Emotional Intensity in Relationships
High emotional intensity often becomes most visible in close relationships. It can affect communication, boundaries, and conflict, especially when emotions rise faster than the situation requires.
Support in this area may include:
Understanding how emotional reactivity impacts relationships
Learning to pause without withdrawing or over-explaining
Communicating emotions more clearly once regulated
Navigating conflict without escalation or shutdown
Maintaining connection while staying grounded in yourself
When Emotions Escalate Quickly
Emotional intensity is not a character flaw. It often reflects learned patterns, stress responses, or environments where emotions were not consistently supported or understood.
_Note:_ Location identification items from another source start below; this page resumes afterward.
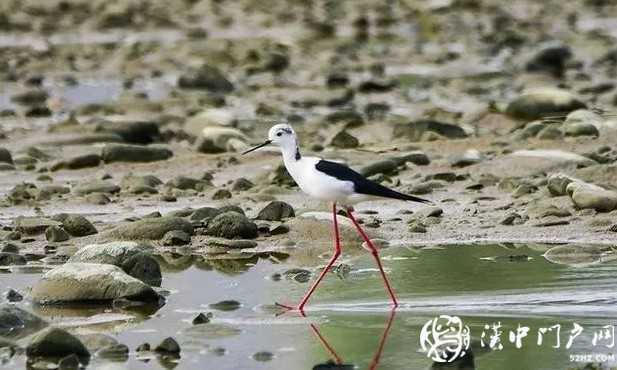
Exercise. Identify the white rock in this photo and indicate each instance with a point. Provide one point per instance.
(585, 195)
(82, 282)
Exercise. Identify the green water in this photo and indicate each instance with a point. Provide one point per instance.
(351, 314)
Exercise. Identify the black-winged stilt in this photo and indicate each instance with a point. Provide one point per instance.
(333, 182)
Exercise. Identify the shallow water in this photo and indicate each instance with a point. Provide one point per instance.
(483, 284)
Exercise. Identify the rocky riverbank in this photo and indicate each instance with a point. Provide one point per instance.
(121, 124)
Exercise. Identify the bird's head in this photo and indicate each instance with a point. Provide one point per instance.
(282, 135)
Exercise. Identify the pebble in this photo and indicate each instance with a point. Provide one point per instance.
(202, 319)
(168, 346)
(134, 153)
(55, 234)
(232, 225)
(276, 211)
(76, 225)
(176, 237)
(227, 305)
(263, 356)
(13, 296)
(55, 342)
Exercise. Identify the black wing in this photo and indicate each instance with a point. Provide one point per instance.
(361, 184)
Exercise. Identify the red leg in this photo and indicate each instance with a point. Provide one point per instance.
(335, 256)
(382, 341)
(375, 254)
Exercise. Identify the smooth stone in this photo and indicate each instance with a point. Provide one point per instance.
(557, 184)
(589, 196)
(138, 132)
(202, 319)
(184, 183)
(12, 259)
(77, 162)
(176, 237)
(538, 103)
(150, 228)
(386, 166)
(56, 234)
(90, 282)
(168, 346)
(34, 225)
(13, 296)
(5, 156)
(227, 305)
(232, 225)
(418, 130)
(344, 140)
(525, 163)
(55, 342)
(205, 214)
(221, 194)
(206, 118)
(112, 253)
(76, 225)
(215, 139)
(206, 78)
(134, 153)
(144, 267)
(470, 157)
(276, 211)
(17, 323)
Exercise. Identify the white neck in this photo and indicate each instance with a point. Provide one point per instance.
(290, 151)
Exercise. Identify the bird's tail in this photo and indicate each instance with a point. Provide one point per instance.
(411, 198)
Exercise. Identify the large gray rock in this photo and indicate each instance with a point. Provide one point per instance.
(232, 225)
(150, 228)
(344, 140)
(56, 342)
(144, 267)
(138, 132)
(539, 103)
(582, 122)
(140, 184)
(11, 259)
(417, 130)
(216, 139)
(184, 183)
(134, 153)
(276, 211)
(95, 186)
(206, 78)
(90, 282)
(586, 195)
(77, 162)
(134, 258)
(524, 163)
(34, 225)
(76, 225)
(5, 156)
(208, 118)
(112, 253)
(16, 323)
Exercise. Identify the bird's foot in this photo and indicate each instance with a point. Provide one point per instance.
(288, 308)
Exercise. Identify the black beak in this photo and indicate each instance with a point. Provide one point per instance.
(257, 147)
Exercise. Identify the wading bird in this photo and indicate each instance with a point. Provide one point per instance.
(333, 182)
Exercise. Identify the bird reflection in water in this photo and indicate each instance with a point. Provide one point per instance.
(336, 362)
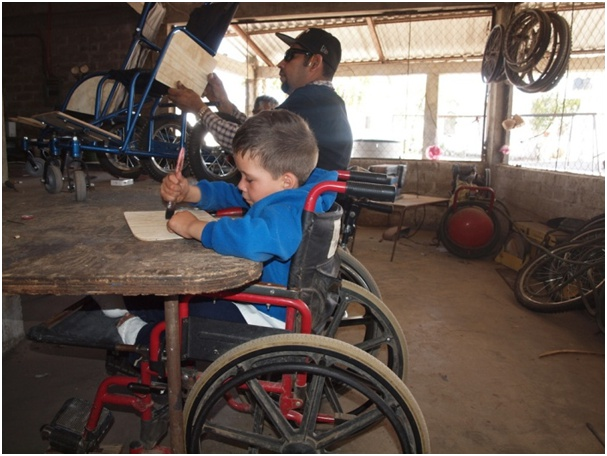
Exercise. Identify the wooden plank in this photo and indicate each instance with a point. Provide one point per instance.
(27, 121)
(152, 225)
(71, 124)
(185, 61)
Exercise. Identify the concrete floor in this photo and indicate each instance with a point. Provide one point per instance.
(489, 375)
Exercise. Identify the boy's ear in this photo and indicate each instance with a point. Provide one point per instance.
(289, 181)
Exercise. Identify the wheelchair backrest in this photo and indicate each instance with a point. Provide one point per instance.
(315, 266)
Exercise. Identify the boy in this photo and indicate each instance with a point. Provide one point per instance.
(276, 154)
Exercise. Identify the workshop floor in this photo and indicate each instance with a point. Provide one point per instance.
(489, 375)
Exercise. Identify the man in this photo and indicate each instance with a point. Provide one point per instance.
(264, 103)
(306, 72)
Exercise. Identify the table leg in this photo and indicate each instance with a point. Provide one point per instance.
(400, 227)
(173, 347)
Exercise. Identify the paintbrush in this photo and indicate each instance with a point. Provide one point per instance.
(172, 204)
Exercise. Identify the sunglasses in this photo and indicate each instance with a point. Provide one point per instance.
(291, 52)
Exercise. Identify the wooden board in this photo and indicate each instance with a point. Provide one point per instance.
(152, 225)
(185, 61)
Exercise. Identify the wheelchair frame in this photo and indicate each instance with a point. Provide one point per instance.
(141, 127)
(296, 391)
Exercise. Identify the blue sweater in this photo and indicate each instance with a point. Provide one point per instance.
(325, 112)
(270, 231)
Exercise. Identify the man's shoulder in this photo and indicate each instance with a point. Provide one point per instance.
(311, 96)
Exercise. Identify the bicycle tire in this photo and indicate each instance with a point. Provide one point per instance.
(552, 282)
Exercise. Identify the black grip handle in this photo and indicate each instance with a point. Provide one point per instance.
(370, 191)
(373, 178)
(379, 207)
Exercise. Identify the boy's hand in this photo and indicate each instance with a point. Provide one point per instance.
(174, 187)
(186, 225)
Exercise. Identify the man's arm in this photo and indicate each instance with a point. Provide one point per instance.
(222, 130)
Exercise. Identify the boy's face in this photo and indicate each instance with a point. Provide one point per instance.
(256, 183)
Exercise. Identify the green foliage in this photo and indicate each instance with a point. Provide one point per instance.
(547, 109)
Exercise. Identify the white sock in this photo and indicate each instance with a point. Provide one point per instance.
(129, 329)
(114, 313)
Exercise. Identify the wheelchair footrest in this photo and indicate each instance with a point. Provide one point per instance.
(66, 433)
(206, 340)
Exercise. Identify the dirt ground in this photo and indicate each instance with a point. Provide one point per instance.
(489, 375)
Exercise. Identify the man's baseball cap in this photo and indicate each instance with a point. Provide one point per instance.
(317, 41)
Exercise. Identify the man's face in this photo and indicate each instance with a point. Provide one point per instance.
(294, 69)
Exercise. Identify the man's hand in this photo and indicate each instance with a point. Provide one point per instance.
(185, 98)
(216, 93)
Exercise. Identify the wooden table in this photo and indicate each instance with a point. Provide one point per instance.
(52, 244)
(407, 201)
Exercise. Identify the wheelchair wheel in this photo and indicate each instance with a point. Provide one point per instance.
(276, 395)
(353, 270)
(121, 165)
(166, 131)
(208, 162)
(363, 320)
(53, 179)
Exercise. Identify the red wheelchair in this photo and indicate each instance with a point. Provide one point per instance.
(333, 380)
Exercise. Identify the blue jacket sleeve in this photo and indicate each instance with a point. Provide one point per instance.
(272, 233)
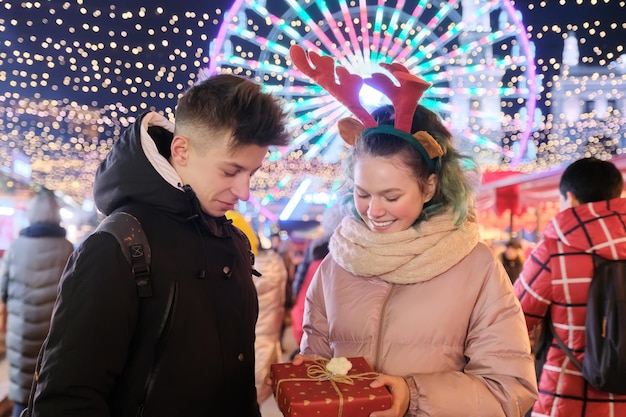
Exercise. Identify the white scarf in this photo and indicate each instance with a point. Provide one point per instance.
(413, 255)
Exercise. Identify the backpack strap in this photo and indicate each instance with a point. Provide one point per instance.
(134, 244)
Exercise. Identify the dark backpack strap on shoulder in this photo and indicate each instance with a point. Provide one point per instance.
(134, 243)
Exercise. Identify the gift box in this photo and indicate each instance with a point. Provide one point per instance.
(311, 390)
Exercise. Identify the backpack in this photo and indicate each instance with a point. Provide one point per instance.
(130, 235)
(604, 363)
(134, 244)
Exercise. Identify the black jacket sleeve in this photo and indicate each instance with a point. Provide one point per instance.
(91, 329)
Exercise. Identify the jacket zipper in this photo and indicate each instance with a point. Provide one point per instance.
(379, 339)
(164, 330)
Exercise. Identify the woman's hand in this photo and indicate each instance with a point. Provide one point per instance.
(300, 358)
(400, 395)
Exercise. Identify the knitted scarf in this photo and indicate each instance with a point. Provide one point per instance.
(413, 255)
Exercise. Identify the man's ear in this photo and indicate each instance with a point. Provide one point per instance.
(431, 188)
(180, 150)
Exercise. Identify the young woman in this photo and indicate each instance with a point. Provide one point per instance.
(407, 284)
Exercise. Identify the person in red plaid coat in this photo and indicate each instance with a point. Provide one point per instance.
(556, 278)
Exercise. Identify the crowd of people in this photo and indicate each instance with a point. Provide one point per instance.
(398, 274)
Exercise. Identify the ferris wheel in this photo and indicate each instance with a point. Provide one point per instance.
(475, 53)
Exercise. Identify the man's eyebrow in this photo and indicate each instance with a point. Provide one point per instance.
(238, 166)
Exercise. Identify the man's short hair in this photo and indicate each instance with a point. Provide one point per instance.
(229, 103)
(591, 179)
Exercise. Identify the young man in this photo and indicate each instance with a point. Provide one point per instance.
(188, 349)
(557, 275)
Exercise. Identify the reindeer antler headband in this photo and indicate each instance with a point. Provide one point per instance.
(404, 99)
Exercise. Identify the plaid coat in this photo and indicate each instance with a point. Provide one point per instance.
(556, 276)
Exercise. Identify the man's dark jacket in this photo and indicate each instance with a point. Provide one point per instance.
(186, 351)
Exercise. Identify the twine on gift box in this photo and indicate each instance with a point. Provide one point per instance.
(318, 372)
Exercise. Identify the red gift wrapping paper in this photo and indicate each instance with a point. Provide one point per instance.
(308, 390)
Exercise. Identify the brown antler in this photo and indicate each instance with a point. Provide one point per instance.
(346, 92)
(405, 97)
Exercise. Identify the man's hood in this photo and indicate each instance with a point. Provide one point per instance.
(137, 170)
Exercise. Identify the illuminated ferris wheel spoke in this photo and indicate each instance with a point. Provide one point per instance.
(426, 31)
(352, 57)
(482, 72)
(410, 25)
(430, 65)
(352, 33)
(392, 27)
(316, 29)
(364, 19)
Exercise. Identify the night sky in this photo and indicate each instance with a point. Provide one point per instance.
(127, 57)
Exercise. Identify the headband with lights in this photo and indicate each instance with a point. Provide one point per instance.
(404, 99)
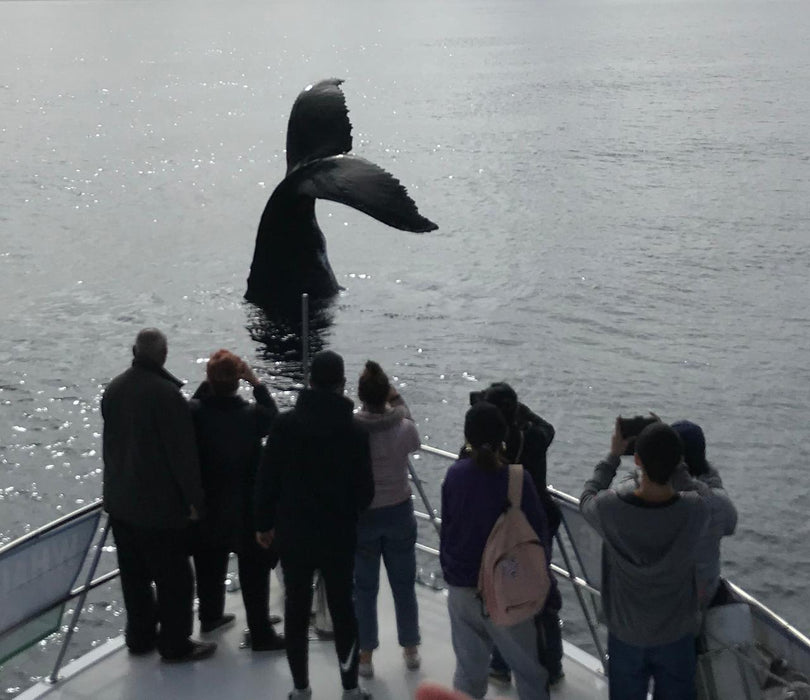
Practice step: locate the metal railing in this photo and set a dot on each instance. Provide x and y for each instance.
(796, 644)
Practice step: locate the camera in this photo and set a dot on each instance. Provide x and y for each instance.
(631, 427)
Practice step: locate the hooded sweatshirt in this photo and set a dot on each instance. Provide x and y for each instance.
(649, 592)
(392, 436)
(314, 478)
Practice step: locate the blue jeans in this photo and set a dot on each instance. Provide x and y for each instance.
(390, 533)
(474, 635)
(671, 666)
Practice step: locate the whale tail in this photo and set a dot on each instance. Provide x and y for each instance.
(364, 186)
(290, 253)
(319, 124)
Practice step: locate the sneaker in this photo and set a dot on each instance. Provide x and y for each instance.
(500, 675)
(211, 625)
(365, 668)
(197, 652)
(412, 658)
(273, 642)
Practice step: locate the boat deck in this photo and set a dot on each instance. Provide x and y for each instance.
(110, 673)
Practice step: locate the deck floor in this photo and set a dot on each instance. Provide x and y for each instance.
(109, 673)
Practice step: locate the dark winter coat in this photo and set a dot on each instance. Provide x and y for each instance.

You may relate to some of the following
“I react before I can think and regret it later.”
“Small triggers spiral into big upset.”
“I shut down or go silent when emotions rise.”
“It feels like my emotions take over my body.”
“I want connection, but strong feelings get in the way.”
These are common experiences when emotional regulation skills aren’t yet steady.
A Skills-Based Approach to Regulation
This work emphasizes practical skills you can use right away, not minimizing feelings, not forcing calm, and not guessing what will work.
In sessions, we focus on:
Identifying early signs of escalation — what your body and thoughts notice before emotions peak.
Tools to slow emotional intensity — so reactions are purposeful, not automatic.
Tolerance for strong emotions — without withdrawing or shutting down.Reducing shame around emotional experience and self-criticism.
Communication skills that stick— especially when emotions rise.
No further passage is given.